C’est pour moi un grand regret. Je ne fais de procès à personne. Mais je suis là pour dire aujourd’hui pour dire que, pour moi, écrire l’avenir, ce serait mettre en œuvre deux mesures importantes :

- D’abord, faire respecter le dispositif d’annonce du plan cancer et notamment la mesure 40 qui a été mise en place en novembre 2005. Dans le cas de mon mari, l’annonce a été faite en juillet 2005. J’imagine que des protocoles bien précis n’existaient pas encore. J’aimerais qu’on fasse respecter ce dispositif d’annonce qui est très important, pour éviter que des annonces se fassent encore dans ces conditions-là.

- Je voudrais aussi que le corps médical informe les patients et les familles de l’existence et du rôle des associations. J’estime ce c’est très important. Il devrait y avoir dans les hôpitaux des listings d’associations comme l’Andeva. J’ai eu du mal à « atterir » chez cette association. Grâce à ma belle-mère - qui était du Nord - nous avons réussi à remonter jusqu’à l’Andeva. Et heureusement ! Les hôpitaux devraient faire connaître les associations. Nous avons besoin d’elles. C’est important que les patients et les familles puissent s’y raccrocher. Il y a tellement de choses à traiter.

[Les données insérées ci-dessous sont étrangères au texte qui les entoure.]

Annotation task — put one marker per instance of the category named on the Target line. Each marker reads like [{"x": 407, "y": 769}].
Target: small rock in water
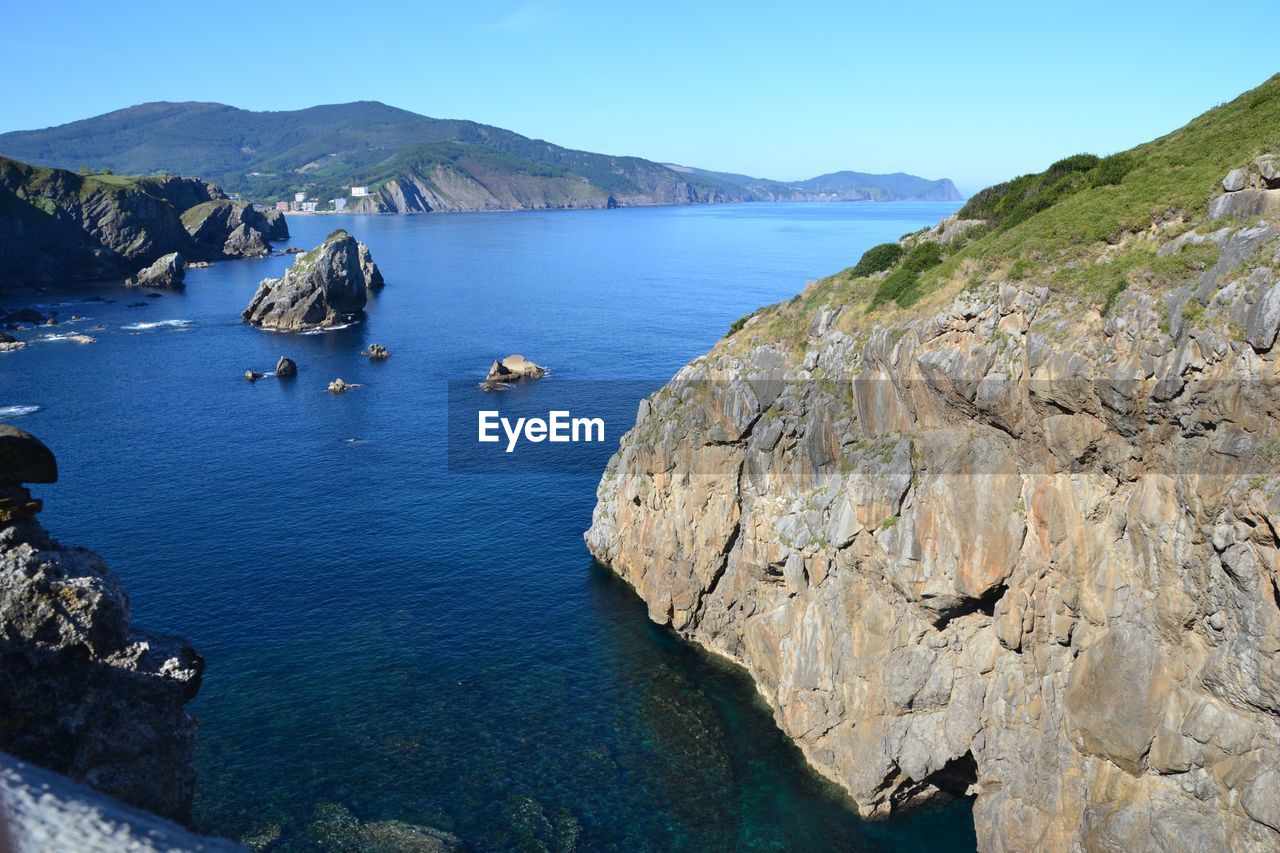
[
  {"x": 338, "y": 386},
  {"x": 511, "y": 369}
]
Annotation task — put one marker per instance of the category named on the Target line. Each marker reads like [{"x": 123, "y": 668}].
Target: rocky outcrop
[
  {"x": 227, "y": 228},
  {"x": 59, "y": 226},
  {"x": 513, "y": 368},
  {"x": 82, "y": 690},
  {"x": 1016, "y": 550},
  {"x": 45, "y": 811},
  {"x": 324, "y": 287},
  {"x": 1249, "y": 192},
  {"x": 165, "y": 273}
]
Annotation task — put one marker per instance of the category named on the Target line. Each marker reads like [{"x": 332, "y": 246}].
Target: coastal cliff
[
  {"x": 58, "y": 226},
  {"x": 996, "y": 511},
  {"x": 82, "y": 690}
]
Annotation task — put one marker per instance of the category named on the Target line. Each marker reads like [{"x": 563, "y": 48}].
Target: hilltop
[{"x": 408, "y": 162}]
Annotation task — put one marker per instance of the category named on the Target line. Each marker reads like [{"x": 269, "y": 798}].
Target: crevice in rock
[{"x": 984, "y": 603}]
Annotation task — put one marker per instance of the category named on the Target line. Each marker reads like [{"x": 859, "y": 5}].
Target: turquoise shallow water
[{"x": 412, "y": 644}]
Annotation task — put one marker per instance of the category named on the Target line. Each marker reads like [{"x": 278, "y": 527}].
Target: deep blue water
[{"x": 419, "y": 644}]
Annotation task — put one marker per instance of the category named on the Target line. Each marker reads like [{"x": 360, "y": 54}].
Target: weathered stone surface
[
  {"x": 1235, "y": 179},
  {"x": 324, "y": 287},
  {"x": 1244, "y": 204},
  {"x": 24, "y": 459},
  {"x": 165, "y": 273},
  {"x": 46, "y": 811},
  {"x": 82, "y": 692},
  {"x": 513, "y": 368},
  {"x": 1015, "y": 547}
]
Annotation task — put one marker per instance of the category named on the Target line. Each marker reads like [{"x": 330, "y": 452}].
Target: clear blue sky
[{"x": 786, "y": 90}]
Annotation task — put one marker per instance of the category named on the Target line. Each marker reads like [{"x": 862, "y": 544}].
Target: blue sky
[{"x": 972, "y": 91}]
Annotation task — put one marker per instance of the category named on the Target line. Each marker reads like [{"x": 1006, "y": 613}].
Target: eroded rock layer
[{"x": 1019, "y": 548}]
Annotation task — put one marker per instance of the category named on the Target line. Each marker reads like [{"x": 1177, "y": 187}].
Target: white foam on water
[{"x": 156, "y": 324}]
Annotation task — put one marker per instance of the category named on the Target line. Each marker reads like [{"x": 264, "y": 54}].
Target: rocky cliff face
[
  {"x": 60, "y": 226},
  {"x": 82, "y": 690},
  {"x": 323, "y": 288},
  {"x": 1024, "y": 548}
]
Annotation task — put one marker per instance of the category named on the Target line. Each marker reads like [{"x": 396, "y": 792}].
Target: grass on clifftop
[{"x": 1068, "y": 227}]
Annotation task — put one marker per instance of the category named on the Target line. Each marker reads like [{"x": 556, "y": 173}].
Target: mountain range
[{"x": 408, "y": 163}]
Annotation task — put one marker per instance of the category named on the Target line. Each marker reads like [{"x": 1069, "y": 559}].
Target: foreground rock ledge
[
  {"x": 1040, "y": 569},
  {"x": 324, "y": 287},
  {"x": 82, "y": 692}
]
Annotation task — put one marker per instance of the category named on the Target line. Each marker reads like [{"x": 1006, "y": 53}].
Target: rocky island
[
  {"x": 324, "y": 287},
  {"x": 1000, "y": 516}
]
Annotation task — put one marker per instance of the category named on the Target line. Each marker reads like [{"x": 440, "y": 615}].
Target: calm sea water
[{"x": 405, "y": 643}]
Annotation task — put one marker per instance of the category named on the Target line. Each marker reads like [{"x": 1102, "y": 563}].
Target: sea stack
[{"x": 325, "y": 287}]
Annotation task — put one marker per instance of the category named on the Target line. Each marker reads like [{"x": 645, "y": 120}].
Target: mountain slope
[
  {"x": 410, "y": 162},
  {"x": 996, "y": 511}
]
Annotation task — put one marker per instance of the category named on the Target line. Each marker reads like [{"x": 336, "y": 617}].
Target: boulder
[
  {"x": 373, "y": 276},
  {"x": 24, "y": 459},
  {"x": 1269, "y": 169},
  {"x": 1244, "y": 204},
  {"x": 324, "y": 287},
  {"x": 1235, "y": 181},
  {"x": 167, "y": 272},
  {"x": 1264, "y": 319},
  {"x": 513, "y": 368},
  {"x": 338, "y": 386}
]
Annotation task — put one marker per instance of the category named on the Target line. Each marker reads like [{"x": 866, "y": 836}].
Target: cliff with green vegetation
[
  {"x": 410, "y": 163},
  {"x": 996, "y": 512},
  {"x": 59, "y": 226}
]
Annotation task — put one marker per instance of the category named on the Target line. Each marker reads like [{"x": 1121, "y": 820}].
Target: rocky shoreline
[{"x": 1020, "y": 548}]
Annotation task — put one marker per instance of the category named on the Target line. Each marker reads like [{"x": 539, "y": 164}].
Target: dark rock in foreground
[
  {"x": 168, "y": 272},
  {"x": 82, "y": 692},
  {"x": 324, "y": 287},
  {"x": 50, "y": 812}
]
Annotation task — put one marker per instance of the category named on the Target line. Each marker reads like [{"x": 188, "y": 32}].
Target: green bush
[
  {"x": 1112, "y": 170},
  {"x": 923, "y": 256},
  {"x": 877, "y": 259}
]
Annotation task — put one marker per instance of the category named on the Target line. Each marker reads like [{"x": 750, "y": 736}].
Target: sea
[{"x": 394, "y": 639}]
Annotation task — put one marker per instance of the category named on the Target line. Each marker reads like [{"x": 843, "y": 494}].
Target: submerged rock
[
  {"x": 324, "y": 287},
  {"x": 168, "y": 272},
  {"x": 82, "y": 690}
]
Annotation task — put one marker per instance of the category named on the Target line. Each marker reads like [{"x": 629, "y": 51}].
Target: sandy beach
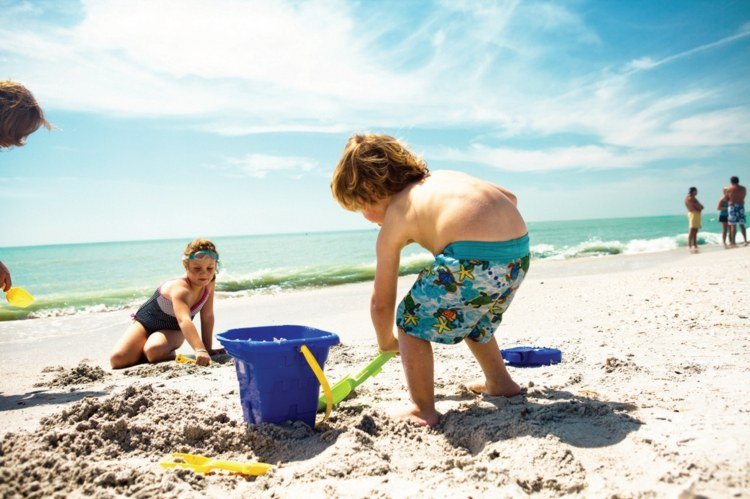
[{"x": 649, "y": 401}]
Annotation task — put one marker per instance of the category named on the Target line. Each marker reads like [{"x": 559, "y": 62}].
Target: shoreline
[
  {"x": 554, "y": 265},
  {"x": 647, "y": 400}
]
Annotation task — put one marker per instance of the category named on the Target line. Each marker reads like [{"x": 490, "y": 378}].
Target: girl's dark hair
[{"x": 20, "y": 115}]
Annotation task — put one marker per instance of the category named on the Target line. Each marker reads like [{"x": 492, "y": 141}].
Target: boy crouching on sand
[{"x": 481, "y": 250}]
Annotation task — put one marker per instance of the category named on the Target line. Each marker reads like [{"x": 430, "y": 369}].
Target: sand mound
[{"x": 79, "y": 375}]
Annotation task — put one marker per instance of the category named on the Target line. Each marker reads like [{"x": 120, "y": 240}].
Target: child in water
[
  {"x": 481, "y": 250},
  {"x": 165, "y": 321}
]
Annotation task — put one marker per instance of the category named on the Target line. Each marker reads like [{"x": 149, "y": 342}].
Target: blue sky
[{"x": 226, "y": 117}]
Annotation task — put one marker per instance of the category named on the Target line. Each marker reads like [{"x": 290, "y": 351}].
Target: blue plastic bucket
[{"x": 276, "y": 382}]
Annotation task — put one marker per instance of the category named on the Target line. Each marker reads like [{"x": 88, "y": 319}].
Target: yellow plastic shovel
[
  {"x": 203, "y": 464},
  {"x": 19, "y": 297}
]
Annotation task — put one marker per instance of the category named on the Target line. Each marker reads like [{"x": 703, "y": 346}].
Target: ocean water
[{"x": 94, "y": 277}]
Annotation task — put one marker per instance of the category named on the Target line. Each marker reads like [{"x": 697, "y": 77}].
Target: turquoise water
[{"x": 88, "y": 278}]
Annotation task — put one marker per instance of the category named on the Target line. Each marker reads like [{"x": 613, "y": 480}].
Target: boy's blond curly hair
[
  {"x": 20, "y": 115},
  {"x": 373, "y": 167}
]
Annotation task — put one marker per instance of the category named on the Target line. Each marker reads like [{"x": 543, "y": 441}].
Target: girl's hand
[{"x": 202, "y": 358}]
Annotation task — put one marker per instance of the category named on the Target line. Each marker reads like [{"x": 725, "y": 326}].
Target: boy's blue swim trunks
[{"x": 465, "y": 292}]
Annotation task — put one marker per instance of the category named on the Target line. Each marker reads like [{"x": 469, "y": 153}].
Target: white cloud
[
  {"x": 590, "y": 157},
  {"x": 238, "y": 67},
  {"x": 259, "y": 165}
]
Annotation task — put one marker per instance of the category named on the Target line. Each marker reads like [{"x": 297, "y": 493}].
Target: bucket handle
[{"x": 321, "y": 378}]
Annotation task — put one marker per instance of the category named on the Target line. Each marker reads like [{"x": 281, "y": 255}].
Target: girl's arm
[
  {"x": 207, "y": 320},
  {"x": 179, "y": 296}
]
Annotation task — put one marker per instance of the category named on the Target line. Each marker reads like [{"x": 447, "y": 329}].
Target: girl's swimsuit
[
  {"x": 157, "y": 314},
  {"x": 465, "y": 292}
]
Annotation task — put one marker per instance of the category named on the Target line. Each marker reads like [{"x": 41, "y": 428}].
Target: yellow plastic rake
[{"x": 203, "y": 464}]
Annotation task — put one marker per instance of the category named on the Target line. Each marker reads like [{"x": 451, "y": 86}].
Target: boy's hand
[
  {"x": 202, "y": 358},
  {"x": 389, "y": 345}
]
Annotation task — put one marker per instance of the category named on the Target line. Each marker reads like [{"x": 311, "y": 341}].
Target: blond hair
[
  {"x": 20, "y": 115},
  {"x": 373, "y": 167}
]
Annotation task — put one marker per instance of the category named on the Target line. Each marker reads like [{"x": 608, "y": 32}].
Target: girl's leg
[
  {"x": 416, "y": 357},
  {"x": 129, "y": 350},
  {"x": 162, "y": 344},
  {"x": 497, "y": 380}
]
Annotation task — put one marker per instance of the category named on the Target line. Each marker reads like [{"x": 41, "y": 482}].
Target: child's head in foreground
[
  {"x": 200, "y": 254},
  {"x": 372, "y": 168},
  {"x": 20, "y": 115}
]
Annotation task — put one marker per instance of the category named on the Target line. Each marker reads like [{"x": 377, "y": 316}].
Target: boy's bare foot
[
  {"x": 417, "y": 416},
  {"x": 507, "y": 390}
]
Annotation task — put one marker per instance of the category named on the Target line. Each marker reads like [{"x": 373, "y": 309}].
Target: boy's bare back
[{"x": 449, "y": 206}]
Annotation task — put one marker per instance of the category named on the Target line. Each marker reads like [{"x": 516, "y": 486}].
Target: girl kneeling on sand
[{"x": 165, "y": 321}]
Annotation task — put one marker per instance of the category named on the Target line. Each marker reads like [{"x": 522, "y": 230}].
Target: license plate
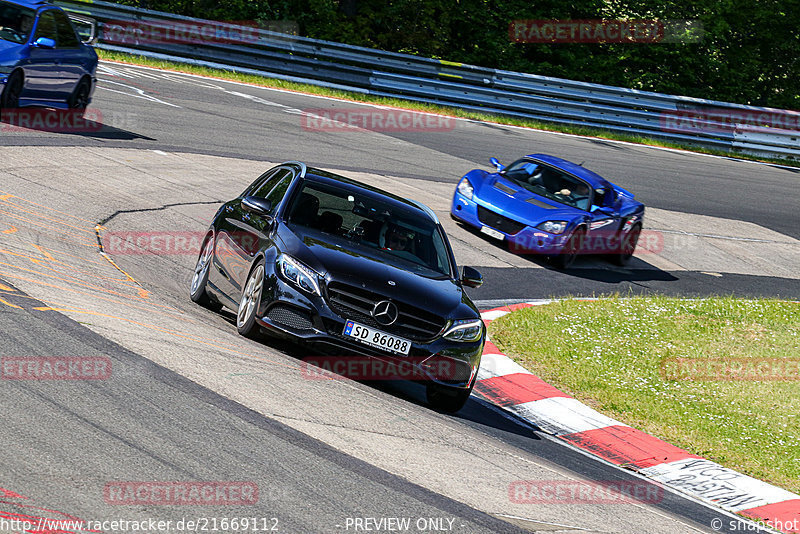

C’est aussi le rôle des médecins et des équipes soignantes d’en parler à ceux qui sont confrontés à ce genre de pathologie.

Je vous remercie tous. Je remercie énormément l’Andeva qui est là aujourd’hui et qui m’a beaucoup apporté. J’ai beaucoup embêté Christine Preschner au téléphone. Je la remercie. Cela m’a beaucoup aidé.

Je remercie aussi le corps médical pour tout ce qu’il peut faire.

Et je souhaite aussi beaucoup de courage à ceux qui sont malades et à leurs familles. Beaucoup de courage et beaucoup d’espoir. Il ne faut pas baisser les bras, jamais. Il faut toujours garder une lueur d’espoir. Merci.


Le 23 Mars, (après le colloque)

Je voudrais ajouter quelques mots sur un aspect que je n’ai pas pu évoquer au colloque. Il est très douloureux et que je n’ai pas eu assez de temps pour l’aborder.

Cela a été très dur pour mes filles.

Ma petite de quatre ans à l’époque me disait : "non, papa est pas mort, il est à l’hospital"…

Quand je lui disais : "non il est mort, il est monté au ciel..." elle basculait sa tête en arrière et pleurait avec une douleur intense.

Elle me disait : " ouvre la fenêtre, dis-lui de venir juste manger...juste dormir...".

Je lui disais : "ce n’est pas possible ma chérie".

Elle me demandait alors : "où est l’échelle pour que je monte au ciel ?" et continuait à pleurer de désespoir, de détresse sans pouvoir comprendre pourquoi cela n’était pas possible...

Un jour nous sommes partis à Lille car il est enterré là-bas...elle avait 5 ans...et nous sommes partis en avion...Quand elle a su que l’avion montait dans le ciel au-dessus des nuages...elle m’a regardé le visage illuminée et m’a dit " alors on va pouvoir voir papa dans le ciel ?" Elle était complètement réjouie de cette situation. J’ai dû lui expliquer que non. Son visage s’est fermé. Plus rien. Encore une fois, elle ne comprenait pas...

Sa sœur, âgée de 8 ans à peine au moment du décès, a réagi avec beaucoup de peurs d’angoisses, maux de ventre, tremblements, isolement pendant quelques année.

Une question a montré qu’elle comprenait qu’il allait mourir. Elle m’a demandé : "papa il sera toujours là à Noël cette année ?" C’était début 2010...il est décédé le 13 janvier 2010.

Les difficultés ne s’arrêtent jamais là c’est toute la vie qu’il faut pallier aux carences affectives, face aux autres à l’école, dans une rédaction sur ses parents, dans les discussions entre copains... voire même cacher que son père est mort parce qu’on est timide ou qu’on n’ose pas le dire, car ce n’est pas très commun de n’avoir plus qu’un parent en vie...si jeune.